The boy had, in the meantime, won a scholarship to a prestigious local boys’ school, where he excelled as an athlete, horseman, and marksman, and when World War I broke out he enlisted in the army. Discharged for temporary health issues in 1916, he made his way to England and managed to talk his way into the Royal Flying Corps’ flight school. He established a reputation as a fearless flier and refashioned himself, in the words of his biographer Vincent Orange, “into a convincing English gentleman, with accent and tastes to match,” among them yachting, polo, and fast cars. More than once, recalled his colleagues, he returned from air missions covered in blood, his aircraft heavily damaged, looking as if he had been “fighting the whole German air force single-handed.”
Courage and ambition are hardly unusual in self-made men, but Coningham had something else—a way of instilling loyalty not through barking intimidation, but by making a calm show of confidence in others. “What a queer fellow he is!” his executive officer once remarked. “Of the organization, administration and supply of his force he knows nothing and never asks me or asks where or what I have been up to. But if anything went wrong…he would know in a moment and be down on me like a ton of bricks.”

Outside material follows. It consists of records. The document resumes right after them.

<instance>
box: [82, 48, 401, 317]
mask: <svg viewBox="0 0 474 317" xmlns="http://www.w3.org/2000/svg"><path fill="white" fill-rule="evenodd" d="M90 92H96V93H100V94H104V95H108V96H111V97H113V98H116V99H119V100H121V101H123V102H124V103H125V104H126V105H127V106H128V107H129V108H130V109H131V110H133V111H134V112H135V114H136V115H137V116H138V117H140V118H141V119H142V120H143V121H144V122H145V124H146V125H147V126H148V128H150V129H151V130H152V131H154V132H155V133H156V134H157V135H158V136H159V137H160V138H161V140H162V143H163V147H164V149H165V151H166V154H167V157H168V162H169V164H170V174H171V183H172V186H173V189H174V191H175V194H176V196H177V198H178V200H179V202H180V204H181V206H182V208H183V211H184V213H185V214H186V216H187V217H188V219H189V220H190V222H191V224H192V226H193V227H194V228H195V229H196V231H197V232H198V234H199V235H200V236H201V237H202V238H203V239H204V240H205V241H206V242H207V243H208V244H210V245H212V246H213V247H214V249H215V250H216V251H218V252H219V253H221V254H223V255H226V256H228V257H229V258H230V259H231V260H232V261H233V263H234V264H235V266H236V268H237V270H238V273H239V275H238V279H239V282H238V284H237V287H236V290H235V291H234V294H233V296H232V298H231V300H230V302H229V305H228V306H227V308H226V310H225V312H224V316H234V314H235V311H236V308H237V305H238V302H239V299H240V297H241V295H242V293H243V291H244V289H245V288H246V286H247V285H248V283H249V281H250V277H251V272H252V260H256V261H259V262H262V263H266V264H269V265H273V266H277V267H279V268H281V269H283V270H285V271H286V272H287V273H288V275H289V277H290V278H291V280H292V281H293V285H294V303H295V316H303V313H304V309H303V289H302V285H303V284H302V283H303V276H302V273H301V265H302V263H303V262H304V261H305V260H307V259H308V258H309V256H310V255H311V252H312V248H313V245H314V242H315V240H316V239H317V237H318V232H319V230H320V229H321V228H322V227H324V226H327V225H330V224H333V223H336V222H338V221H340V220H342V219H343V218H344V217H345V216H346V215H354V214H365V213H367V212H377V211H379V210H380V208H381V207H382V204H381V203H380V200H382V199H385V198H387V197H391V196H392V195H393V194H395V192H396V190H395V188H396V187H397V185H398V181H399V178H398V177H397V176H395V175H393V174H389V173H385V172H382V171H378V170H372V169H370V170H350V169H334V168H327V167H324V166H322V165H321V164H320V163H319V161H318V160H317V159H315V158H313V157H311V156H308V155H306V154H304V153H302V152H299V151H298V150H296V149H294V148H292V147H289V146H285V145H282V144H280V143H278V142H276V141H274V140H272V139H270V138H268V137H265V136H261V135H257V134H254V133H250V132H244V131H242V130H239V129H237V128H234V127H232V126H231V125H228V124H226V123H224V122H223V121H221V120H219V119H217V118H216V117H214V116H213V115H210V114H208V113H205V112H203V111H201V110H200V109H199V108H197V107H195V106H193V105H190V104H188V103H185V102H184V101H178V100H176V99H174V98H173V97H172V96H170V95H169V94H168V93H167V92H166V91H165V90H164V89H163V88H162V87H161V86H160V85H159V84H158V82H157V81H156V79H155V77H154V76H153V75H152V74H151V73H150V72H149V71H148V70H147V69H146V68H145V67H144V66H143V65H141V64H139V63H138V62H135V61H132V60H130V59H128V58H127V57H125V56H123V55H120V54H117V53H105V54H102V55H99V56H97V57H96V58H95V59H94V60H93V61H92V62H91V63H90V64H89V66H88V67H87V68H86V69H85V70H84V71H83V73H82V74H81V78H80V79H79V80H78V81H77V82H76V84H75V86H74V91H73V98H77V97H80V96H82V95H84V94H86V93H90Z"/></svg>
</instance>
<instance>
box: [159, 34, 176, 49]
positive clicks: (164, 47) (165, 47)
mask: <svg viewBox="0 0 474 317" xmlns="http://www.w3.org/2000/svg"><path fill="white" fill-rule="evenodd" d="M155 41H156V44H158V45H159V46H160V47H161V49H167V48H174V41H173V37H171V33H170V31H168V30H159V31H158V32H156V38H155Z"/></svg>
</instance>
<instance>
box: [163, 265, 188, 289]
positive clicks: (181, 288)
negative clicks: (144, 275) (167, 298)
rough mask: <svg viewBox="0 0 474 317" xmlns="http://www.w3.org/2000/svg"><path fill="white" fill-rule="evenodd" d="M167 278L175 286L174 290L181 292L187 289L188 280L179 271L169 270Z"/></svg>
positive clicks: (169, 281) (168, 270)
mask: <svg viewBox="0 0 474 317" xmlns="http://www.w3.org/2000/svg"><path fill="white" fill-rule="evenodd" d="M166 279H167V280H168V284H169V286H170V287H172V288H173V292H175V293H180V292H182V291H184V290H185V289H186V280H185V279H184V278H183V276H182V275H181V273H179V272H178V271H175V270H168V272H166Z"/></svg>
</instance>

In 1941 Coningham was appointed commander of British air forces in the Western Desert, and then of all Allied air forces in North Africa. His tightrope challenge was to get his airmen to start working closely with their army counterparts while preserving the independence they needed to actually produce results. Patton and other generals kept insisting that the air force fly constant “umbrella patrols” over the ground forces. Coningham countered that the only real way to safeguard troops from enemy air attack was to seek out and destroy the enemy air force.
Coningham’s persuasiveness did much, but so did the results he achieved, especially when his unleashed aircraft began to systematically attack Rommel’s supply lines, sinking half of the Axis supply ships crossing the Mediterranean and starving German panzers of gas and ammunition. A pamphlet he wrote and distributed to every ranking officer in Tunisia laid out in simple language the core principles of air-ground coordination, and within months these were adopted almost verbatim in a new U.S. Army field manual. They remain the guiding philosophy of battlefield air power to this day.